Overall, “We believe this is really a very important study that will change clinical practice” for clinicians and molecular laboratories, study participant Mark A. Rubin, MD, Homer T. Hirst professor of oncology in pathology and director of the Englander Institute for Precision Medicine at Weill Cornell Medicine and NewYork-Presbyterian Hospital, told CAP TODAY.
In the study, physicians at four medical centers in the United States and one in England enrolled 692 men with metastatic prostate cancer. Using next-generation sequencing techniques, participating laboratories analyzed the sequences of 20 genes associated with autosomal dominant cancer-predisposition syndromes in both tumor and matched normal tissue. Dr. Pritchard’s laboratory used a targeted panel called BROCA. The laboratories of Dr. Chinnaiyan and Dr. Rubin used whole exome sequencing.
All 20 genes are responsible for DNA repair and maintenance of DNA integrity. “We selected genes that are already known to be part of clinical genetic testing for some cancers,” Dr. Pritchard explains, though prostate cancer was not known to be part of the spectrum for every gene.
Among the 692 patients, 84 germline mutations were found in 82 patients (11.8 percent). Mutations were found in 16 of the 20 genes. The highest frequency of mutations was found in the BRCA2 gene, followed by ATM, CHEK2, and BRCA1.
Dr. Pritchard
“The fact that the prevalence and frequency were so high was a surprise to us,” Dr. Pritchard says. “We thought these mutations were rarer.” Questions about guidance and screening are fairly new in this setting. “Some people are working on that,” Dr. Pritchard says. “Now we can begin to set screening guidelines.”

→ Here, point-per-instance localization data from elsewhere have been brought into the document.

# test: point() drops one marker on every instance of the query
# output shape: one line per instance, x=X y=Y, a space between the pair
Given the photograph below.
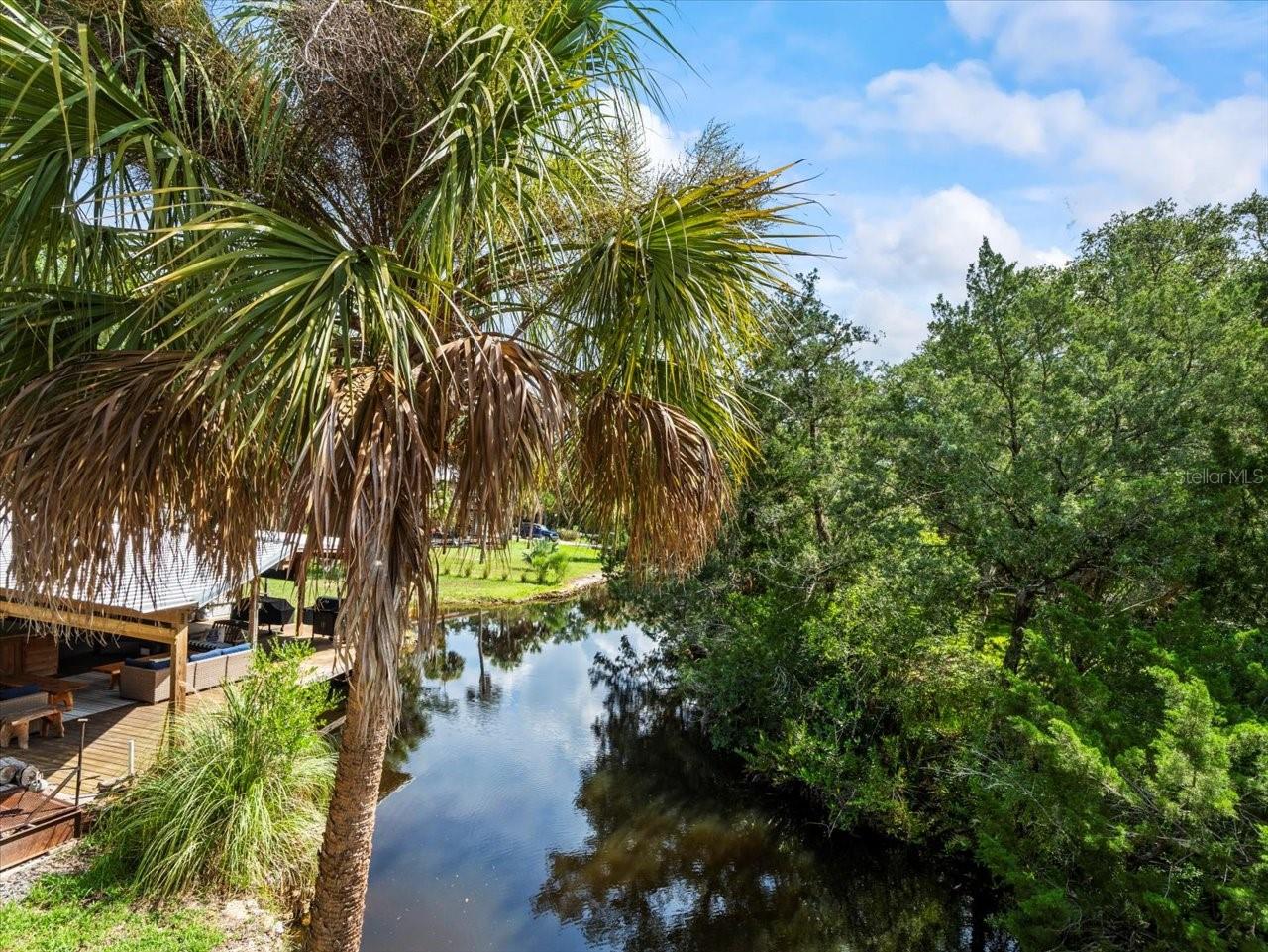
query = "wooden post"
x=179 y=669
x=254 y=611
x=299 y=594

The difference in frequency of repair-gene mutations between localized and metastatic prostate cancer is not only statistically significant but also clinically meaningful. “To some extent we could ask what is the threshold that should prompt testing,” Dr. Pritchard says. “We can learn from the breast and ovarian cancer community, where testing for BRCA1 and BRCA2 is the standard of care among women who meet certain criteria and have breast or ovarian cancer.” In that situation, he notes, testing anyone in a risk group in which the prevalence of inherited mutations rises above 10 percent is strongly recommended and generally accepted. “So at 12 percent the frequency of mutations in DNA-repair genes may justify routine testing among men with metastatic prostate cancer.”

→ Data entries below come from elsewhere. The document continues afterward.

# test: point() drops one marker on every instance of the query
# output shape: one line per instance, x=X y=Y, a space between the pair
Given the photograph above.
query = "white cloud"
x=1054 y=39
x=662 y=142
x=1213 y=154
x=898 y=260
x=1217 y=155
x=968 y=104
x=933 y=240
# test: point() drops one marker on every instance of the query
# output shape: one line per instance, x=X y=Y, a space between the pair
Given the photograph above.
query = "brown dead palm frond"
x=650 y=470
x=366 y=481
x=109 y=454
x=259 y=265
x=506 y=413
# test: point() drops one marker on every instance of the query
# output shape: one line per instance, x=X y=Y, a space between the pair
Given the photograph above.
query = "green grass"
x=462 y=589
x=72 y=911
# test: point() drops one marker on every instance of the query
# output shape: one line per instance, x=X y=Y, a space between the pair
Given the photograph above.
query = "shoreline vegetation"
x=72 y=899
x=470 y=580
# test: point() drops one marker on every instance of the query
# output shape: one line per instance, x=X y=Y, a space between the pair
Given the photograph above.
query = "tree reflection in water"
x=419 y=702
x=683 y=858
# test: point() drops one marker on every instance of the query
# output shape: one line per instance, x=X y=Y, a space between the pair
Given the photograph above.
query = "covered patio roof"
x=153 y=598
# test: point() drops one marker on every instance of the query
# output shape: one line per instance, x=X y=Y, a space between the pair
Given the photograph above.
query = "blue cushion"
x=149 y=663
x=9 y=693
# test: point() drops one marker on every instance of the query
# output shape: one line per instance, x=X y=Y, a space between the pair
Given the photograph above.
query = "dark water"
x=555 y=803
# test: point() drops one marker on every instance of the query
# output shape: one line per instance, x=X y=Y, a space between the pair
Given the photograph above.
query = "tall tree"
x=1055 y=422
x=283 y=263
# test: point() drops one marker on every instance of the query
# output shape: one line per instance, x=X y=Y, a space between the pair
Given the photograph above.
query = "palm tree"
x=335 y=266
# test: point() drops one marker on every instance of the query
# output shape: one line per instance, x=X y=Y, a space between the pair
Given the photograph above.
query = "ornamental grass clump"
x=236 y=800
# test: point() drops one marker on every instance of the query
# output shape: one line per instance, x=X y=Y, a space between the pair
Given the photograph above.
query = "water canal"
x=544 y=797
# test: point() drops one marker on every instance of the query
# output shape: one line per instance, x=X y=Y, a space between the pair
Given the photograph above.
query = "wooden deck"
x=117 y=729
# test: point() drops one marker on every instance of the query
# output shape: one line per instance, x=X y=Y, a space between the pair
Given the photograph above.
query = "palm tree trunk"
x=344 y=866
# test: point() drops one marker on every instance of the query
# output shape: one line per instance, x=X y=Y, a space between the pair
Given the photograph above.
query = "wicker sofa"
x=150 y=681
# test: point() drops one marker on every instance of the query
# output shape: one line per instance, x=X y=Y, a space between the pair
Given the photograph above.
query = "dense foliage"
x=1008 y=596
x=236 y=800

In this study, DNA was taken from white cells in peripheral blood. Strong evidence supports the interpretation that identified variants were inherited or germline mutations. “We can look at the fraction of variants detected in the white blood cells. If they are found in half of sequences, they are usually heterozygous inherited variants,” Dr. Pritchard explains. “Also, a lot of these mutations, maybe most, have already been described as inherited mutations.” While circulating tumor cells and circulating DNA can be found in peripheral blood, Dr. Pritchard adds, “they only constitute a tiny fraction of cells or DNA in the blood.” Of course, patients were selected to have no evidence of blood cancers.

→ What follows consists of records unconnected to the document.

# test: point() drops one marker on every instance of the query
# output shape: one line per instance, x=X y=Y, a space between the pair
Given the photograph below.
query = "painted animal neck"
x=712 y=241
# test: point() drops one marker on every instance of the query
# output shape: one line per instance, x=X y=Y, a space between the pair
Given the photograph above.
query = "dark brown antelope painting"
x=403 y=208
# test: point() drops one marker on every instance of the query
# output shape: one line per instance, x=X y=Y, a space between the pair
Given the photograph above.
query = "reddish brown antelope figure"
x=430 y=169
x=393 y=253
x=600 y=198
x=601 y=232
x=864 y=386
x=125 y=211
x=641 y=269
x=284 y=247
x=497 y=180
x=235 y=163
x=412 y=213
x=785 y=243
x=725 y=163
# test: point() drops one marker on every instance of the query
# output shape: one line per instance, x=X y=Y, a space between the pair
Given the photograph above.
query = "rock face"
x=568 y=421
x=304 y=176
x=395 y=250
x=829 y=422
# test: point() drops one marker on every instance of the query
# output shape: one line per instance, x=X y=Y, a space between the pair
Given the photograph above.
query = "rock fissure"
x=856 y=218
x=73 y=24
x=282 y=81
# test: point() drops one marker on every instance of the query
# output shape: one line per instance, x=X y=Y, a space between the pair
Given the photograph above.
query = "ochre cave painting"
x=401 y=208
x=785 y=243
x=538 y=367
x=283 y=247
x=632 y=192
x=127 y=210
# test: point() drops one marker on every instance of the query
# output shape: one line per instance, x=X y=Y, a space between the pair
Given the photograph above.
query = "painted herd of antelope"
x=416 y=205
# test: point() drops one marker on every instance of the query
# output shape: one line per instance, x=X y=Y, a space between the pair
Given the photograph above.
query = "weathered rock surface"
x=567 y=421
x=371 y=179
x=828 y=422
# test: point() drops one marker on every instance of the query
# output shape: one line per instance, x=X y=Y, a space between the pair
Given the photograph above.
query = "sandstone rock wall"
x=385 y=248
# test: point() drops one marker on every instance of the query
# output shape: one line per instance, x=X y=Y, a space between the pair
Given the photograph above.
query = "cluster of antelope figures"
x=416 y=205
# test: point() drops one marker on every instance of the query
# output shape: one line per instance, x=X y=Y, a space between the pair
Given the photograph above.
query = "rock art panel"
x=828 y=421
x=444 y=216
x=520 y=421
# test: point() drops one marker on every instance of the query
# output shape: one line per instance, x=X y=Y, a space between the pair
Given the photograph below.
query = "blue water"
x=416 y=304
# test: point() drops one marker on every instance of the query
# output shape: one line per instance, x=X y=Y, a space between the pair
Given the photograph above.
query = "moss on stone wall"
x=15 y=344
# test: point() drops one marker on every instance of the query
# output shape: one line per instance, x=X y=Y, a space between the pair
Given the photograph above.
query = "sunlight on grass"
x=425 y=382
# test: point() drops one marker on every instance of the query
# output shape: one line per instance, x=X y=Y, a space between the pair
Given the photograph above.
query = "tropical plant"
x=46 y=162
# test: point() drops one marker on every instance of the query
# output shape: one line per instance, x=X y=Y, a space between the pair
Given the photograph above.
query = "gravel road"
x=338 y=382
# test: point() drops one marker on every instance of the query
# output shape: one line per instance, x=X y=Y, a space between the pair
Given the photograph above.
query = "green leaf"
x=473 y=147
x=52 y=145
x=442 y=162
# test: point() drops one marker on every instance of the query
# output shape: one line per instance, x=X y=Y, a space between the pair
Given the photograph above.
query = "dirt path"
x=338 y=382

Among the seven cohorts included in the work (three from the University of Washington and four from other institutions), mutation frequency was similar across individual case series. “This was one of the most encouraging things to us,” Dr. Pritchard says. Groups of patients were accrued for different reasons and none were based on a known family history. “So the result was very convincing and reproducible,” he says. One question that remains to be addressed is whether the result applies to those who are not of European descent, in particular African-Americans, who, Dr. Pritchard notes, have a higher rate of prostate cancer and more aggressive disease.
After identifying patients who had a germline mutation in one of the 20 DNA-repair genes, study investigators went back and analyzed tumor tissue from those men. They found that almost 60 percent of them also had an inactivating mutation in the other allele of that gene in the tumor. Finding that both alleles were mutated in tumor tissue supports the notion that the defects found in those genes were related to tumor biology. “Loss of the second allele is important,” Dr. Pritchard points out. “We can make pathogenic inferences.”